Seller Concessions are essentially a way to “roll-in” Closing Costs on a purchase home loan (see also How To Pay For Closing Costs). Seller Concessions are negotiated between the buyer and seller during the contract negotiations and are recorded in Section 12 of the purchase contract. (Note: Seller Concessions can be included in a contract amendment if there are re-negotiations after a home inspection). Seller concessions can pay for most costs associated with the purchase of a home with the exception of the down payment.
Example Of Seller Concessions
Joe Buyer likes Sally Sellers home that is listed for $300,000. Joe thinks he could Sally $297,000 for the home and Sally probably would accept the offer. Instead, Joe Buyer offers Sally Seller the full $300,000 for the home but request $3,000 in seller concessions. Sally accepts this offer because it’s the same bottom line net to her as a $297,000 offer with zero concessions, and Joe now reduces his cost to close by $3,000 (assuming the property will appraise for the $300,000).
The major risk that exists in the aforementioned example is whether the house will appraise for the full sales price of $300,000. Let’s modify the aforementioned example to make a point. Let’s say that Sally Seller won’t budge on her $300,000 list price so Joe had to offer $303,000 to get the $3,000 in seller concessions. In this instance let’s assume that Sally had her home perfectly priced and the appraisal determines the value to be right at the $300,000. This presents a problem. Joe and Sally would now need to determine how to move forward – i.e. does the sales price get reduced to $300,000 with the $3,000 concessions included or does the price stay at $300,000 and the concessions removed?
Seller concession requests should be included at the onset of the contract negotiations. If seller concessions are added later in the process the buyer runs the risk of the appraisal already being completed and a value already determined based off the initial sales price. Plus, amending the contract after the fact may risk an appraiser and/or underwriter viewing the sales price as artificially inflated just to accommodate the concessions. (We realize this may seem “backwards” but trust us, negotiating the concessions up front removes these potential issues.)
The advantages to a buyer for having seller concessions is the reduction of funds due at closing. The seller concessions are effectively “rolling the costs into the loan” so that the buyer doesn’t have to write a check.
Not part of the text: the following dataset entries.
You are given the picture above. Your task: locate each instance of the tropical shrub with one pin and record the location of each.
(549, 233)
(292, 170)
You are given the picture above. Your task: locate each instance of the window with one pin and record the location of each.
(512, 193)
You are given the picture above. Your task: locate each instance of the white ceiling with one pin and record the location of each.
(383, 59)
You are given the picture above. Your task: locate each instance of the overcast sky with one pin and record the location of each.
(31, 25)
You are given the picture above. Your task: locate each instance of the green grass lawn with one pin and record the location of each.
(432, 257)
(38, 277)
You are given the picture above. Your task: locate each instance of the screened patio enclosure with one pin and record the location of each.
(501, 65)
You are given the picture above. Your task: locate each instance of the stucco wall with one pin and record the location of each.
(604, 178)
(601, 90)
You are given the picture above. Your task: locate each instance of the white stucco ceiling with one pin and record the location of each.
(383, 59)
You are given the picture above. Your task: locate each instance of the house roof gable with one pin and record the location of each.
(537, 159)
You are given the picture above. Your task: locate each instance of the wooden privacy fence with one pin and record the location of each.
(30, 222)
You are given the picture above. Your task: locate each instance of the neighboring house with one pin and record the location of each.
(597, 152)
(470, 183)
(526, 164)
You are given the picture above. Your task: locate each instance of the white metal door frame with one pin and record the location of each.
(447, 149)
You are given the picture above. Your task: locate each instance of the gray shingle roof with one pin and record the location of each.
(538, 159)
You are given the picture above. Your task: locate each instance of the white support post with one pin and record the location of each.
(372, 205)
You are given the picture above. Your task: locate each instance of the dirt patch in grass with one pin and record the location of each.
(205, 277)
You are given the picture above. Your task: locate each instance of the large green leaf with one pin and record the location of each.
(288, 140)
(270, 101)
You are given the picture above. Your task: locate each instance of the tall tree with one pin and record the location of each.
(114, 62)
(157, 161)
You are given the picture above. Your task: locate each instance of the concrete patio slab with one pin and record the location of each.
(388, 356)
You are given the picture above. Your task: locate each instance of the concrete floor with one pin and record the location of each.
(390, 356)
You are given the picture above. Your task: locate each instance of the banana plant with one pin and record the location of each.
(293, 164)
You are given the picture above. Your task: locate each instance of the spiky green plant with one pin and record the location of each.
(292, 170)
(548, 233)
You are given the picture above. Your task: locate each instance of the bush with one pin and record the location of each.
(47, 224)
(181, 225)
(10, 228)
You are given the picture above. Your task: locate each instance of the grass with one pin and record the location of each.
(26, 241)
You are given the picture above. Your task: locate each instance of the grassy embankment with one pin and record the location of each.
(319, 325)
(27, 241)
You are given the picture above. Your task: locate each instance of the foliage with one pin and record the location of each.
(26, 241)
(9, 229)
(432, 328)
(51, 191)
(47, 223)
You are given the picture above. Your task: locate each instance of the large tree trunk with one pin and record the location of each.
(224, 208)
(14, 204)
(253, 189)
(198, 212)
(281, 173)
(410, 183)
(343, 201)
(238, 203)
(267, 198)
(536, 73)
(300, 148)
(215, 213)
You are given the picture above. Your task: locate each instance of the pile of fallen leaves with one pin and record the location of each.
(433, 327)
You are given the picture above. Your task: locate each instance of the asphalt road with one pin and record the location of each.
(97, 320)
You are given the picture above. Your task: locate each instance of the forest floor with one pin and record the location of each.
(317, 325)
The disadvantages of seller concessions are that the monthly mortgage payment is increased as a result of “paying more” for the house. (Remember: if Joe Buyer is buying the home for $300,000 with $3,000 in concessions it means that he could buy the house for $297,000 with zero concessions). The good news is that the extra few bucks a month can be worth the trade off of saving thousands at closing. Example: an extra $3,000 financed on a 30 year loan at 5% is an extra $17 to $18 dollars per month (or about $5 to $6 per $1,000 financed). Feel free to play with our Payment Calculators to determine potential home loan payments.
Another disadvantage of seller concessions is that they may convey weakness to a seller and/or may the offer less competitive. If Joe Buyer is putting down a minimum amount for a down payment and is asking for seller concessions, it may lead Sally Seller to assume that Joe isn’t a very strong buyer. Moreover, if there are multiple contracts on a property then Sally Seller may be inclined to accept an offer without conessions as it may appear more aggressive.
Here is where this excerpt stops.